At the court and legislature’s urging, Delaware exclusive forum selection bylaws, which require fiduciary duty claims to be heard in Delaware, are also having an effect in reducing unmeritorious multi-forum litigation.  It appears that the bylaws are being adopted on a regular basis with the blessing of at least a few non-Delaware courts and in-play adoptions are occurring with relative frequency as M&A deals are signed.

While the statistics show that M&A litigation has decreased, our experience shows that plaintiffs firms are instead focusing on stronger (or more creative) claims that can be litigated after closing that allege process and disclosure deficiencies in an effort to seek damages. Plaintiffs firms also appear to be filing breach of fiduciary duty claims in other contexts as well such as in compensation and corporate governance. For example, after the recent decision in VAALCO, which held that a “solely for cause” director removal provision was invalid because the company no longer had a classified board, several claims were filed against companies with annually-elected boards with charters or bylaws that contained this provision.

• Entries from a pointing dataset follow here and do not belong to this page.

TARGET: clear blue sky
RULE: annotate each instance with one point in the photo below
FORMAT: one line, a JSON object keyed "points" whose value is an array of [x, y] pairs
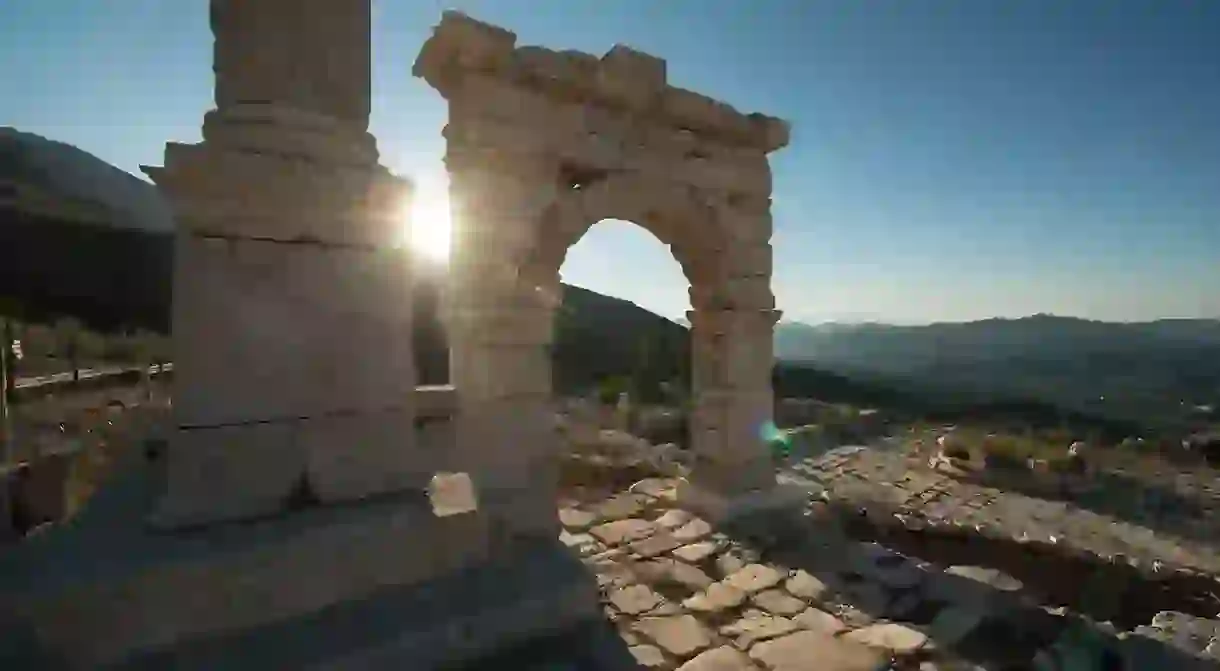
{"points": [[950, 160]]}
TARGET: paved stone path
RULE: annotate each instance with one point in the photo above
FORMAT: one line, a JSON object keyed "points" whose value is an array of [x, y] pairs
{"points": [[685, 595], [888, 481]]}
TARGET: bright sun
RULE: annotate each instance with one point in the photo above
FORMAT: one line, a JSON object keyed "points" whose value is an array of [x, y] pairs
{"points": [[427, 223]]}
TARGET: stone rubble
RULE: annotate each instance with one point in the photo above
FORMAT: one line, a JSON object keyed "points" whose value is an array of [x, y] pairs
{"points": [[720, 605]]}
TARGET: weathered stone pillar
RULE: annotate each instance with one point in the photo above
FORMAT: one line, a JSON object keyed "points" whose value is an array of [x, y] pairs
{"points": [[733, 400], [500, 330], [292, 319]]}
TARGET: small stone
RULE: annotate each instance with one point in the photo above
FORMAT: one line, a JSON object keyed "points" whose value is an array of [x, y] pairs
{"points": [[694, 530], [575, 539], [576, 520], [622, 531], [652, 487], [809, 650], [778, 602], [658, 543], [635, 599], [696, 553], [755, 577], [667, 608], [674, 519], [719, 659], [715, 598], [868, 597], [730, 563], [688, 576], [853, 616], [807, 587], [682, 636], [991, 577], [648, 656], [820, 621], [896, 638], [757, 627], [619, 506]]}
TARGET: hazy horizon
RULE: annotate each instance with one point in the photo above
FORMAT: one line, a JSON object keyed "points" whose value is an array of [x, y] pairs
{"points": [[949, 162]]}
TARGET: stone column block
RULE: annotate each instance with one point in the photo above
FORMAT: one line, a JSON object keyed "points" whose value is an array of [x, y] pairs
{"points": [[237, 472], [356, 455], [267, 331]]}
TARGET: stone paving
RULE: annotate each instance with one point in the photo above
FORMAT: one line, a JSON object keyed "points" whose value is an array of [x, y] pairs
{"points": [[786, 593], [887, 481]]}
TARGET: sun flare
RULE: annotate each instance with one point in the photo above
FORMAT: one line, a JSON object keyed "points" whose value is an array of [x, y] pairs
{"points": [[428, 223]]}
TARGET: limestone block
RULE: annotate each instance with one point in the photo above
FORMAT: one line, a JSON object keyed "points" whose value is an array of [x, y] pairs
{"points": [[770, 133], [482, 95], [436, 439], [750, 175], [354, 455], [504, 371], [630, 78], [228, 473], [730, 477], [462, 43], [434, 401], [502, 136], [560, 73], [750, 225], [287, 142], [749, 293], [687, 109], [517, 330], [750, 260], [309, 54], [504, 439], [747, 414], [271, 331], [255, 195], [481, 199]]}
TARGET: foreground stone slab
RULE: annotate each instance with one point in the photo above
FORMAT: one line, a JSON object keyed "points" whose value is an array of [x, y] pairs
{"points": [[342, 587], [818, 652], [720, 508]]}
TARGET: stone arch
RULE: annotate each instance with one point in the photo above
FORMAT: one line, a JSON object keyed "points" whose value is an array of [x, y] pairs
{"points": [[541, 145], [671, 214]]}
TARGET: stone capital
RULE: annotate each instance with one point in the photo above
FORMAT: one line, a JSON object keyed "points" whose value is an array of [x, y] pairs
{"points": [[311, 55]]}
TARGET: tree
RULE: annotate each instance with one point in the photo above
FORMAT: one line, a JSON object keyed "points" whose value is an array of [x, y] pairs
{"points": [[10, 310], [148, 349], [70, 334]]}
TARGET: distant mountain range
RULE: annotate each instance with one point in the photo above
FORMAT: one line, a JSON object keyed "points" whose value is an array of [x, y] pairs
{"points": [[109, 261], [73, 173], [1162, 369]]}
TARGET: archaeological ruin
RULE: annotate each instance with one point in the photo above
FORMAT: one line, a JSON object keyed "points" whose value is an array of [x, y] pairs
{"points": [[543, 144], [298, 510]]}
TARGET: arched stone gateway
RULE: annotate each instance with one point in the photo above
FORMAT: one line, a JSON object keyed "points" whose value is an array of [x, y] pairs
{"points": [[543, 144]]}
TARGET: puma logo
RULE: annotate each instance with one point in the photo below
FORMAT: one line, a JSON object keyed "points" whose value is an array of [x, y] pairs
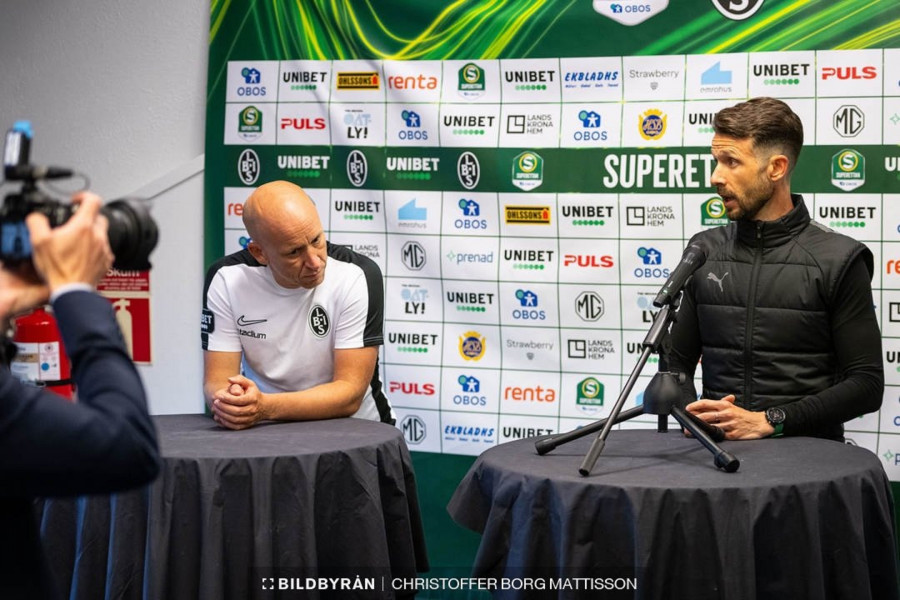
{"points": [[713, 277]]}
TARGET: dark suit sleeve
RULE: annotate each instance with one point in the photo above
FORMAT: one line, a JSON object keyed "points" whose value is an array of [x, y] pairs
{"points": [[103, 443]]}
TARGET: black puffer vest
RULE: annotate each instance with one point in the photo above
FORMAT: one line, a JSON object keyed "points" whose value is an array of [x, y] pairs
{"points": [[764, 299]]}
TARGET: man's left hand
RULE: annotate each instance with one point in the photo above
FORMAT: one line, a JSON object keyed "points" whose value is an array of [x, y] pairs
{"points": [[238, 406], [736, 422]]}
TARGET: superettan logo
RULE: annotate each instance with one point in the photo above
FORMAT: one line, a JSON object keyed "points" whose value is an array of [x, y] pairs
{"points": [[527, 215], [359, 81]]}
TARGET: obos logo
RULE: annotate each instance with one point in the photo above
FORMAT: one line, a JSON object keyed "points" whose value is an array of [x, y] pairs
{"points": [[250, 123], [471, 81], [248, 167], [470, 388], [413, 123], [528, 307], [650, 257], [589, 395], [528, 171], [471, 211], [468, 170], [413, 256], [413, 429], [848, 170], [712, 213], [591, 131], [252, 79], [357, 168], [472, 345], [652, 124], [738, 10]]}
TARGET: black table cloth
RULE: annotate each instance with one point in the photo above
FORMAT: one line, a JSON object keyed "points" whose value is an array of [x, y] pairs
{"points": [[235, 513], [802, 518]]}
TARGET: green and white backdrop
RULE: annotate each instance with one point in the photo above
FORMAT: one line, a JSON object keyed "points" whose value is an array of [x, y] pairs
{"points": [[526, 175]]}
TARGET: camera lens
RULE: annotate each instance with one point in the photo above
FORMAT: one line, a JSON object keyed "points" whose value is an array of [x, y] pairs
{"points": [[132, 233]]}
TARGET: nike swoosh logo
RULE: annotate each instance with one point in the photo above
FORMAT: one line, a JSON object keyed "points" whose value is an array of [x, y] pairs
{"points": [[244, 323]]}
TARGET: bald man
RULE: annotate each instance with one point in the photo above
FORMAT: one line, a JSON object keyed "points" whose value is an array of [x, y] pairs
{"points": [[292, 324]]}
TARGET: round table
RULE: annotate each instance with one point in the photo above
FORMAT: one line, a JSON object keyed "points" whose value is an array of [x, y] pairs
{"points": [[801, 518], [233, 514]]}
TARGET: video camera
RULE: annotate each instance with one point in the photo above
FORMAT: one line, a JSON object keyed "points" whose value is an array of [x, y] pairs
{"points": [[132, 232]]}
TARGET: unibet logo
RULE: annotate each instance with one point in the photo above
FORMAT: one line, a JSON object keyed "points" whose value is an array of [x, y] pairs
{"points": [[528, 171], [471, 81], [848, 170], [712, 213]]}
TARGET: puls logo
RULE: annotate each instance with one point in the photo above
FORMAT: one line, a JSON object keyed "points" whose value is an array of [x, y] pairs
{"points": [[472, 346], [738, 10], [413, 123], [471, 81], [652, 124], [250, 123], [528, 171], [470, 392], [471, 213], [629, 12], [848, 170], [357, 168], [651, 258], [248, 167], [468, 170], [528, 307], [252, 79]]}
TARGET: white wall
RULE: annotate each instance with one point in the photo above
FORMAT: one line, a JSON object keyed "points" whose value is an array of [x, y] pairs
{"points": [[117, 90]]}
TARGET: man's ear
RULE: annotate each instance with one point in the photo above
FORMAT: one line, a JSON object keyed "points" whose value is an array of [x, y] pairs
{"points": [[778, 167], [257, 252]]}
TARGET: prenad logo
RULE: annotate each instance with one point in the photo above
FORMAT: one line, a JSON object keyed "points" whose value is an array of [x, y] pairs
{"points": [[248, 167], [472, 345], [738, 10], [357, 168], [468, 170], [318, 321], [413, 256]]}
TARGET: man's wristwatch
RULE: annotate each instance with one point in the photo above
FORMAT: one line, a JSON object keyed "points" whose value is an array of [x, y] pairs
{"points": [[775, 416]]}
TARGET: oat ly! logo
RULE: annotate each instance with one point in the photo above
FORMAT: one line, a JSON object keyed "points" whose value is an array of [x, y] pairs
{"points": [[738, 10]]}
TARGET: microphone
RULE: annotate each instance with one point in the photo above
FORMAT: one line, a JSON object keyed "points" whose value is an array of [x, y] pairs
{"points": [[693, 258]]}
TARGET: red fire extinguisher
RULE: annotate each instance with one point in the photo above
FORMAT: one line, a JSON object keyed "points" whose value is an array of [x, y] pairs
{"points": [[41, 359]]}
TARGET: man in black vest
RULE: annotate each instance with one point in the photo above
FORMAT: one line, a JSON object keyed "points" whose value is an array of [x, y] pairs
{"points": [[782, 311]]}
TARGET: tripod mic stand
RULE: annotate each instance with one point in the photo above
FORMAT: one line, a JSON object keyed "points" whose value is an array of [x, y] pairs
{"points": [[662, 398]]}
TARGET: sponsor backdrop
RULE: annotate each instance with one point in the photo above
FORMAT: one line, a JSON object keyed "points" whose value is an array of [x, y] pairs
{"points": [[526, 175]]}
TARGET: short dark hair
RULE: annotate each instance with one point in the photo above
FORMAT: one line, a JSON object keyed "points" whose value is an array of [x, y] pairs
{"points": [[768, 122]]}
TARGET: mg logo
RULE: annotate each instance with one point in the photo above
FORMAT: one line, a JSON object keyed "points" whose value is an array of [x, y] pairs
{"points": [[589, 306], [413, 429], [468, 170], [248, 167], [849, 121], [357, 168], [413, 256]]}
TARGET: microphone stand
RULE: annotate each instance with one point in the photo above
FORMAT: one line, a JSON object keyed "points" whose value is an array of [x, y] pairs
{"points": [[662, 398]]}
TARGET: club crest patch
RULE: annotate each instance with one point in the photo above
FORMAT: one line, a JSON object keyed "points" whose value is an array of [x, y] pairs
{"points": [[319, 322]]}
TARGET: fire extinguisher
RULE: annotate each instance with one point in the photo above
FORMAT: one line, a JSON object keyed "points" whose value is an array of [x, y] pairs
{"points": [[41, 358]]}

Many of these post-closing claims allege duty of loyalty breaches that can result in directors being personally responsible for the damages. Therefore, now is the time to review director indemnification provisions, including any provisions that provide for advancement to directors for expenses incurred in defending against a claim. Most companies address indemnification in their charter and bylaws but some companies also have standalone agreements with directors that typically do not give the director additional indemnification but may spell out some of the procedural issues that can get sticky in a dispute. Knowing your companies’ indemnification obligations will avoid complications down the road and provide assurances to nominees and continuing directors that they are covered.